Well, for me reboot means you have the same pieces but reset and restarted. And Wikipedia seems to back me up on that. "A reboot usually discards continuity to re-create its characters, plotlines and backstory from the beginning". Although I concede it says "usually".
Wikipedia is for common use and publicly edited, so it would favor common usage. My point is that industry insiders have routinely used it differently than laypeople. I've seen plenty of cases over the past couple of decades of industry professionals using "reboot" interchangeably for continuations and reinventions, while I've only seen laypeople insist it can only be used for reinventions.
After all, to industry insiders, what matters is the intellectual property and whether it's an active production that employs people. Reviving a dormant property means new opportunities for work and profit, regardless of whether it's a continuation or a reinvention, so the continuity consideration is of secondary importance to them. But laypeople have no creative, financial, or practical stake in the property; their focus is on the story itself. So to them, the in-story considerations like continuity are of more central importance. So each group uses the term in a way that reflects their distinct perspectives and priorities. As with many vernacular terms, it's used differently by different groups, so there's no sense in arguing which is the "correct" one.
I think though we've had a word for a long time that means something that follows on from the original - and that's a sequel. Or a spin off.
Except "reboot" differs from those terms in that it usually applies to the revival of an old property after a significant passage of time. Again, to industry insiders who see it as a job or a profit opportunity rather than simply a story to watch, the abstract question of internal continuity is not as important as the pragmatic question of whether the production is
active or not.
TNG was a sequel to TOS as it had some of the same people and bits, but things progress.
Although Roddenberry approached it as what we'd call a soft reboot, intending to ignore those parts of TOS and the movies that he wasn't happy with or that were too outdated and make TNG a reinterpretation (e.g. replacing the 1990s Eugenics Wars with the mid-21st century WWIII and Post-Atomic Horror, and pretty much ignoring all the androids encountered in TOS and treating Data as unique). But his successors included TOS fans like Ron Moore, and they brought TNG's continuity into closer alignment with TOS's.

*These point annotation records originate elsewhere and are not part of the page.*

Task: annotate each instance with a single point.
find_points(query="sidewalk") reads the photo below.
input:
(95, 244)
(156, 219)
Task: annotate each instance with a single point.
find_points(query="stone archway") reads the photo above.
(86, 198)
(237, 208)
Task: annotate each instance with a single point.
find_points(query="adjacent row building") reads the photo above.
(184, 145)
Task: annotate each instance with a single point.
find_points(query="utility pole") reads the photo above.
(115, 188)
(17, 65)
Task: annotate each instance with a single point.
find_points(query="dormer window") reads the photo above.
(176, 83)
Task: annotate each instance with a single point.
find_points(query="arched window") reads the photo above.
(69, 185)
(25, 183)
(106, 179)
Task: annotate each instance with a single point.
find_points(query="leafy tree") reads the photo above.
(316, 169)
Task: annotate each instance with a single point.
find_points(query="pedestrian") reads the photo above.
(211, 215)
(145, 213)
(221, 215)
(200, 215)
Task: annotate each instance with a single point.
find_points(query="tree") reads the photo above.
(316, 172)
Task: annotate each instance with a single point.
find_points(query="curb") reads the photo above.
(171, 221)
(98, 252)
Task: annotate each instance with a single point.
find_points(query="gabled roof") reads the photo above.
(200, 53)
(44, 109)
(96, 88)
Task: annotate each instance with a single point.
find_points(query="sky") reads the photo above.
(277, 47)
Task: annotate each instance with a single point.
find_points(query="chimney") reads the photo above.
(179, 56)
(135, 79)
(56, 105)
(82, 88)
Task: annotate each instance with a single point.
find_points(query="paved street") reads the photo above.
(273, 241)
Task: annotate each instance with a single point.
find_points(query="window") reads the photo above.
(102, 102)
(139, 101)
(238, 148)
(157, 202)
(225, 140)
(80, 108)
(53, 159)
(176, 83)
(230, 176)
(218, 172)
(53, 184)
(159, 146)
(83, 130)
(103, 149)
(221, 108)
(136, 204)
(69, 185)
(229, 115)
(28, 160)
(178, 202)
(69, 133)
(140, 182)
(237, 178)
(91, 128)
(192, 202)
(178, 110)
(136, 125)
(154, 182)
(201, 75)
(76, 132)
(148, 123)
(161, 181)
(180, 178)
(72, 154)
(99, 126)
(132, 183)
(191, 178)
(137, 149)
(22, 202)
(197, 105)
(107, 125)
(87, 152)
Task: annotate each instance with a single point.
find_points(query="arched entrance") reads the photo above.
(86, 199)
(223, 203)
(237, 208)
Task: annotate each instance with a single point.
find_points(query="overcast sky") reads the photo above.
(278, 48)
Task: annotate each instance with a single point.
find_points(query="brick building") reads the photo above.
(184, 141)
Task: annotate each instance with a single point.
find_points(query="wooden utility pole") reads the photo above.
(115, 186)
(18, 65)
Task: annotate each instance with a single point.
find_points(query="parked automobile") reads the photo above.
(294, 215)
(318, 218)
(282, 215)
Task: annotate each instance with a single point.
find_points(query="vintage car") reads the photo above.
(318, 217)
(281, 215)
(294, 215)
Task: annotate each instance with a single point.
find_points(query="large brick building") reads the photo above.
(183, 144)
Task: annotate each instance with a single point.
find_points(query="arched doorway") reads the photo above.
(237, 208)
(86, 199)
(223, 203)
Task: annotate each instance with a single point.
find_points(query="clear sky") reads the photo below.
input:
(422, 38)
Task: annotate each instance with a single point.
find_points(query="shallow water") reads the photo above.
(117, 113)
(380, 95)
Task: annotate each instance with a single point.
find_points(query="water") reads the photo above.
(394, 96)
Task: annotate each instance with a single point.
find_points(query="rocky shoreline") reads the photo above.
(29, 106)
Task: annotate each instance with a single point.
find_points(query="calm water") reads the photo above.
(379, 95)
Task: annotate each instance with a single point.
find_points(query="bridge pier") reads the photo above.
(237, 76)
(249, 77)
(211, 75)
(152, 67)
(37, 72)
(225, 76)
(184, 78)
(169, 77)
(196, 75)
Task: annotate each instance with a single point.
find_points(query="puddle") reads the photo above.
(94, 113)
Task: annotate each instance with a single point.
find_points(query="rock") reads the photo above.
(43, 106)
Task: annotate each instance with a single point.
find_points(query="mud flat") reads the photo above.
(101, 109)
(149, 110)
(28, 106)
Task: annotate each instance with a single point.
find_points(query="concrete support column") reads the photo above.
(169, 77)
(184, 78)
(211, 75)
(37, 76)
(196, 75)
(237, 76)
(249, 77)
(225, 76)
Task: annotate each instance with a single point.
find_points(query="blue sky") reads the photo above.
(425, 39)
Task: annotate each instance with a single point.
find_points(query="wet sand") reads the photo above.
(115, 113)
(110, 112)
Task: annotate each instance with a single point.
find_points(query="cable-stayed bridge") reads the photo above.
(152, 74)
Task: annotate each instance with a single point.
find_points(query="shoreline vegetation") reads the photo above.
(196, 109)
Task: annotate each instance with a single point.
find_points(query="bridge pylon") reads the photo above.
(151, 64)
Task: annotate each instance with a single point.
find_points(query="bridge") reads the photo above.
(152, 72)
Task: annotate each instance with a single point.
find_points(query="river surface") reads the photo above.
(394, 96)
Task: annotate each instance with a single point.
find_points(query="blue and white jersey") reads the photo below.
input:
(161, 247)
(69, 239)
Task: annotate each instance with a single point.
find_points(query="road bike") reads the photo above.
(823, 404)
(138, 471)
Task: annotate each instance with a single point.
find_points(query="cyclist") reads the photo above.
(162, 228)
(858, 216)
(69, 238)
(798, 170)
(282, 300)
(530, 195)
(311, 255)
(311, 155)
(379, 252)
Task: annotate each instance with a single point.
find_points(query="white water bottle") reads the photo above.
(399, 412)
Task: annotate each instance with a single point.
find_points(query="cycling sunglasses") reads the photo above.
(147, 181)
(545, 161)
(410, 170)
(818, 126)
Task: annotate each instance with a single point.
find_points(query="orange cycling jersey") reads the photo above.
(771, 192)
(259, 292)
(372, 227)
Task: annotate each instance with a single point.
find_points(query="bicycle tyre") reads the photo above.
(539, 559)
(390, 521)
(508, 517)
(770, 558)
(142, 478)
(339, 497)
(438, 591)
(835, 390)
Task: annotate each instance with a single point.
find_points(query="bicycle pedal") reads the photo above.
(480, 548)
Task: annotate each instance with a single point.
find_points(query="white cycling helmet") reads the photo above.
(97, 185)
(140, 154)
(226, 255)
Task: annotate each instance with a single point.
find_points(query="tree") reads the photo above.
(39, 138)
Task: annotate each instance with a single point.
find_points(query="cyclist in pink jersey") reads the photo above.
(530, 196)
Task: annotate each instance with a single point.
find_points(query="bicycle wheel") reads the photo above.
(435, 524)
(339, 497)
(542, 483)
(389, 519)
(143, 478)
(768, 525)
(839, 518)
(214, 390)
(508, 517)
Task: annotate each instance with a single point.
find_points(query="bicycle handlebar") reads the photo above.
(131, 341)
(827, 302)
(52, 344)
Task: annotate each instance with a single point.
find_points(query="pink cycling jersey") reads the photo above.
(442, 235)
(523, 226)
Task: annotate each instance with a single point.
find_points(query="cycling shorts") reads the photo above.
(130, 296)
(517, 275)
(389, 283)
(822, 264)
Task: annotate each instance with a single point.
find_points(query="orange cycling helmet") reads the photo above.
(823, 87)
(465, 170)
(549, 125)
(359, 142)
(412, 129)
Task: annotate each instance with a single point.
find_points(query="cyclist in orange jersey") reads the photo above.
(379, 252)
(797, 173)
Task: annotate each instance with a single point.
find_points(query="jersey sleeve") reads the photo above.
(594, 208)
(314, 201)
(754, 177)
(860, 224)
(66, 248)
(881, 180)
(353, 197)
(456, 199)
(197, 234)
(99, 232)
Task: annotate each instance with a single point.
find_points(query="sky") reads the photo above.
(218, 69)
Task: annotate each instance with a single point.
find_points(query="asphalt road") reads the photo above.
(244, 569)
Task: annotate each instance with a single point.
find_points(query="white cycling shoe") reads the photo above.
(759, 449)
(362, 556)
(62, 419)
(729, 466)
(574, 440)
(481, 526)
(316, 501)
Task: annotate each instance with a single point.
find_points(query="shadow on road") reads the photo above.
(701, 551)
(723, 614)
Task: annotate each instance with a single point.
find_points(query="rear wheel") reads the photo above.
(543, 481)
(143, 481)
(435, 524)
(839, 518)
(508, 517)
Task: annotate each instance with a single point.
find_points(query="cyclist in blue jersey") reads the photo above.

In general, historically, creators have been far less purist or absolute about continuity than fans have been. After all, nobody is as aware of the illusory nature of fiction as the ones who create the illusion. They invented it to begin with, so they know they can reinvent it however they wish, and just pretend it's continuous with what came before. Creators these days have become somewhat more digilent about continuity in response to fans' preoccupation with it, but even today there's still a fair degree of flexibility in revivals' approach to past continuity, as seen in things like
Strange New Worlds and
Tron: Legacy (which pretends to be a direct sequel but re- or misinterprets a lot of things from the original). So the dividing line between a continuation and a reinvention is not as sharp as fans tend to think. As with most things in life, there's a lot of gray in the middle.